Rabu, 04 September 2013

The S&P Fraud Case as Theater of the Absurd

Sometimes litigation throws such weird light on business and human affairs that it’s best to view the proceedings as ironic commentary on the underlying issues, rather than a rational search for truth, let alone justice. Such is the case with Standard & Poor’s defense against the federal government’s $5 billion fraud lawsuit.

The Justice Department, as you’ll recall, has accused S&P (MHFI) of helping cause the 2008 financial crash by inflating its ratings of esoteric subprime-backed securities. The company’s purported motive: pleasing the investment banks that pay its fees. The rating agency’s first line of defense was that it couldn’t be held liable for its claims of integrity because no sensible investor would believe its “AAA” rubber stamp.

In July, a federal judge in Santa Ana, Calif., brusquely rejected S&P’s “mere puffery” defense. If one read between the lines of his ruling, U.S. District Judge David Carter seemed incredulous that a company that bases its reputation on independent judgment would maintain with a straight face that it’s immune from legal consequences because no one takes its judgment seriously. “If no investor believed in S&P’s objectivity,” the judge wrote, “is S&P asserting that, as a matter of law, the company’s credit ratings service added absolutely zero material value as a predictor of creditworthiness?” It seemed like something from the theater of the absurd.

Now S&P has a new pitch that would make Samuel Beckett and Eugene Ionesco proud. The rating company has accused the Obama administration of “retaliation” for S&P’s downgrade of U.S. creditworthiness in 2011. “Only S&P Ratings downgraded the United States and only S&P Ratings has been sued by the United States, even though the S&P ratings challenged by the United States were no different than those of at least one other rating agency and other rating agencies have made the same assertions of ‘independence’ that are challenged in the complaint as against S&P,” the New York-based company said in the Sept. 3 court filing.
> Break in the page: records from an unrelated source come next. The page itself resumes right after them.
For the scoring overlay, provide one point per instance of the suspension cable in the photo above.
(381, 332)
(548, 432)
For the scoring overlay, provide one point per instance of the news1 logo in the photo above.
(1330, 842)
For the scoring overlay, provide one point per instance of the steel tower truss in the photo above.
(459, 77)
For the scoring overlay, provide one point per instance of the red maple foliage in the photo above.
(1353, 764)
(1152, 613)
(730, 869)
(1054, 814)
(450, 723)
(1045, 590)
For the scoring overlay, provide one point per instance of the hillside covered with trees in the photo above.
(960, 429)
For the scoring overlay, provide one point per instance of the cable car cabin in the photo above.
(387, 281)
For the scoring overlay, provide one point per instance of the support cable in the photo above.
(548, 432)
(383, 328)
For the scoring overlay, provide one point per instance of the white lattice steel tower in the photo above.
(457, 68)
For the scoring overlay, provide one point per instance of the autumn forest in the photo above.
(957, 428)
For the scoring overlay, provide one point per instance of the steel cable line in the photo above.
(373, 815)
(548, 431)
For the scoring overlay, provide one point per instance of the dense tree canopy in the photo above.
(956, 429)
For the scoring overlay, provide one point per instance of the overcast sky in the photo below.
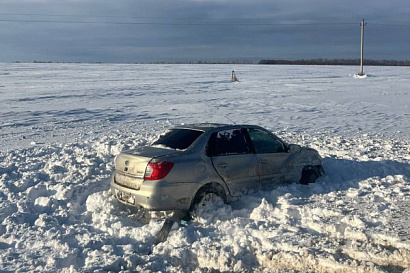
(191, 30)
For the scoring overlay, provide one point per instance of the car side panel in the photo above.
(240, 172)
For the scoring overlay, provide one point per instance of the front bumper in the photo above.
(156, 195)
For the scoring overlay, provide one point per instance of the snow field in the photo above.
(62, 124)
(57, 214)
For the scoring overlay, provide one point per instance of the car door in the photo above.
(274, 162)
(234, 161)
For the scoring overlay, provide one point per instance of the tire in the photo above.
(206, 200)
(308, 176)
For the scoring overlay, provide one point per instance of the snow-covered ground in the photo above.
(62, 124)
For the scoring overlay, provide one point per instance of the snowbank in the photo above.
(57, 215)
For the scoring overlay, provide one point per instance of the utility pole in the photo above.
(362, 24)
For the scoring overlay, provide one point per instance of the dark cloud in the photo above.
(200, 30)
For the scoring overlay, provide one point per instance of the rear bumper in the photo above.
(155, 195)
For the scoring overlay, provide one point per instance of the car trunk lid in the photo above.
(130, 165)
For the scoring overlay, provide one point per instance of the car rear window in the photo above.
(178, 139)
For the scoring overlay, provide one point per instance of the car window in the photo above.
(178, 139)
(228, 142)
(263, 142)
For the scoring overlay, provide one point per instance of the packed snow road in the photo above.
(61, 126)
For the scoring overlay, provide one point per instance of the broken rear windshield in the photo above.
(178, 139)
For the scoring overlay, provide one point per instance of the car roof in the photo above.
(212, 126)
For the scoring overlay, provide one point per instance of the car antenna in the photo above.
(230, 119)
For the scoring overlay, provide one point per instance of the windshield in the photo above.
(178, 139)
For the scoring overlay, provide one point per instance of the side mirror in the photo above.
(294, 148)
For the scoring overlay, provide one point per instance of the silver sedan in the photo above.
(192, 165)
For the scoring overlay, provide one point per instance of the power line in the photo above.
(170, 23)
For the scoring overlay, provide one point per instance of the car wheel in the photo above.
(206, 200)
(308, 176)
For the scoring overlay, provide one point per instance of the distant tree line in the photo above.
(207, 62)
(338, 62)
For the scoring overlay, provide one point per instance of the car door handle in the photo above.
(222, 165)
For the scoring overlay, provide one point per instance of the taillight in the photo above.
(157, 170)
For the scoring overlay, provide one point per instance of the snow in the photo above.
(62, 124)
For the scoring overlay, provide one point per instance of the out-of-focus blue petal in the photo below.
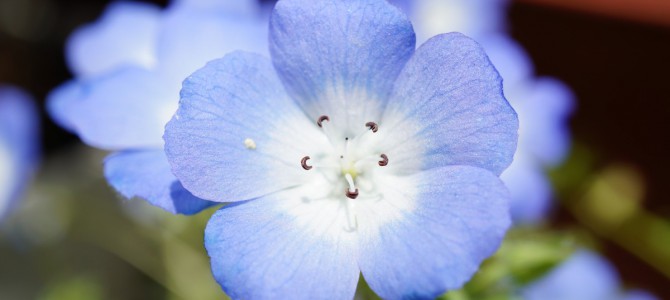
(339, 56)
(279, 247)
(61, 100)
(583, 276)
(458, 217)
(231, 7)
(147, 174)
(191, 37)
(127, 109)
(474, 18)
(543, 106)
(531, 192)
(19, 144)
(125, 34)
(639, 295)
(234, 135)
(509, 58)
(454, 95)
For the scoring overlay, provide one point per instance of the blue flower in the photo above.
(475, 18)
(19, 146)
(583, 276)
(348, 152)
(128, 69)
(542, 104)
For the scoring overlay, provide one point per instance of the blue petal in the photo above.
(583, 276)
(458, 217)
(449, 101)
(125, 109)
(509, 58)
(124, 35)
(530, 189)
(543, 106)
(338, 55)
(233, 7)
(639, 295)
(19, 145)
(191, 37)
(274, 248)
(146, 174)
(232, 100)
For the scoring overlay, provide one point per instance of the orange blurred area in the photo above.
(651, 11)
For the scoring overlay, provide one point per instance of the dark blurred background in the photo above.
(616, 60)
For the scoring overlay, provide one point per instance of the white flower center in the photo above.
(349, 165)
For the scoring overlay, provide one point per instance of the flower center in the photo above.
(350, 161)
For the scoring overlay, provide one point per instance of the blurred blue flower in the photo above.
(128, 69)
(542, 104)
(583, 276)
(19, 145)
(349, 152)
(474, 18)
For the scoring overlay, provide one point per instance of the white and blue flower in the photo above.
(543, 104)
(128, 69)
(348, 152)
(19, 146)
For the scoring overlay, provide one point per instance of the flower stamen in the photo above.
(384, 161)
(303, 163)
(321, 119)
(352, 191)
(373, 126)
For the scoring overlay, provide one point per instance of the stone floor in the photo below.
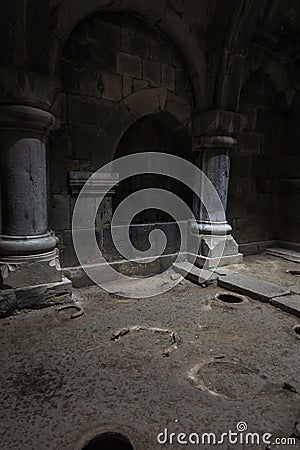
(182, 361)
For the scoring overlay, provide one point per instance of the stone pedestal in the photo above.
(28, 254)
(215, 136)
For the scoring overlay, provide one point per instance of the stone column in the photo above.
(28, 255)
(215, 136)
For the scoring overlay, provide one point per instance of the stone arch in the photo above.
(137, 105)
(158, 14)
(272, 69)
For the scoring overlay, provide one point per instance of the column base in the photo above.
(35, 297)
(22, 271)
(216, 250)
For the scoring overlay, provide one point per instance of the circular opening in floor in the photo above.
(297, 330)
(109, 441)
(293, 272)
(230, 298)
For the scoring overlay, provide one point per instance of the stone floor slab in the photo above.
(255, 288)
(289, 303)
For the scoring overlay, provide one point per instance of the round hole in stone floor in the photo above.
(230, 298)
(297, 330)
(109, 441)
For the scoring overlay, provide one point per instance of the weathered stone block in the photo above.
(181, 82)
(152, 72)
(29, 274)
(235, 208)
(251, 142)
(134, 43)
(59, 214)
(140, 84)
(253, 287)
(263, 166)
(161, 52)
(87, 111)
(140, 106)
(112, 86)
(90, 84)
(218, 122)
(168, 77)
(102, 32)
(241, 165)
(288, 303)
(60, 160)
(127, 85)
(130, 64)
(246, 185)
(85, 143)
(70, 77)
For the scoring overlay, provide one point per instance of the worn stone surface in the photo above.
(194, 273)
(289, 303)
(47, 359)
(36, 296)
(261, 290)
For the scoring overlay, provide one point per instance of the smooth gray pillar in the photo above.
(23, 132)
(215, 164)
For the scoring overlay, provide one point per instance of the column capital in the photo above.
(26, 118)
(216, 129)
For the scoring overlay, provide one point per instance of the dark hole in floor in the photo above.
(229, 298)
(109, 441)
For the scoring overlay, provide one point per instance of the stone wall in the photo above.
(252, 202)
(107, 59)
(289, 182)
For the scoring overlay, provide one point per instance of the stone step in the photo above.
(285, 253)
(288, 303)
(258, 289)
(195, 274)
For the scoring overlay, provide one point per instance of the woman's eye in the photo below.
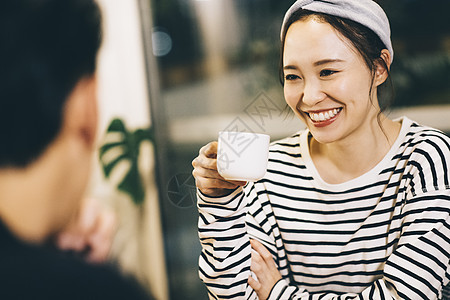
(291, 77)
(325, 73)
In August 2011, S&P downgraded the U.S.’s 60-year-running “AAA” credit rating to “AA+” with a “negative outlook.”

The government, unsurprisingly, denies that its suit is merely a gesture of revenge. The Justice Department responded to questions about S&P’s filing by citing a Feb. 5 press conference announcing the case during which Associate Attorney General Tony West said there was “no connection” to the downgrade. S&P has presented no plausible evidence—in the form of memos or whistle-blower testimony—to support its retaliatory conspiracy charge.

More interesting than the pretrial finger-pointing itself are the bizarre, if inadvertent, incongruities S&P continues to highlight in court. Having initially gone with don’t-mind-our-puffery, S&P proceeds to invite comparisons between its woefully inaccurate (and suspiciously rosy) precrisis ratings and its so-far woefully inaccurate 2011 prediction that the entire U.S. government had become a less reliable investment. S&P was dead wrong about subprime securities during the housing bubble, and as the U.S. economy has slowly recovered from recession, it has been wrong again about the safety of buying Treasury securities. Maybe S&P is still trying to prove its point that no one ought to take it seriously.

S&P’s retaliation defense also highlights that its rivals, Moody’s (MCO) and Fitch, issued ratings similar to S&P’s and yet haven’t been named as defendants. Granted, the Justice Department hasn’t explained why it singled out S&P. Yet if one thinks about this a little more, S&P’s objection isn’t much different from that of any target of government law enforcement. It’s always sort of unfair when the feds go after some but not all alleged offenders. Unable to police misconduct on a truly systematic basis, the authorities often crack down on one high-profile player to send a message to the marketplace. The unlucky recipient of the government’s unmerciful attention almost always feels persecuted. Just ask Steven Cohen and his hedge-fund firm SAC Capital Advisors. The question is not whether “everyone is doing it”—it’s whether the Justice Department can show by means of testimony and documents that you did it.

Can the government make its case against S&P? That’s far from obvious. There’s a big difference between incompetence and fraud. Eventually, S&P will have to narrow its defense to the matter of whether its closely followed and highly lucrative predictions were faulty or dishonest. In the meantime, enjoy the strange theater.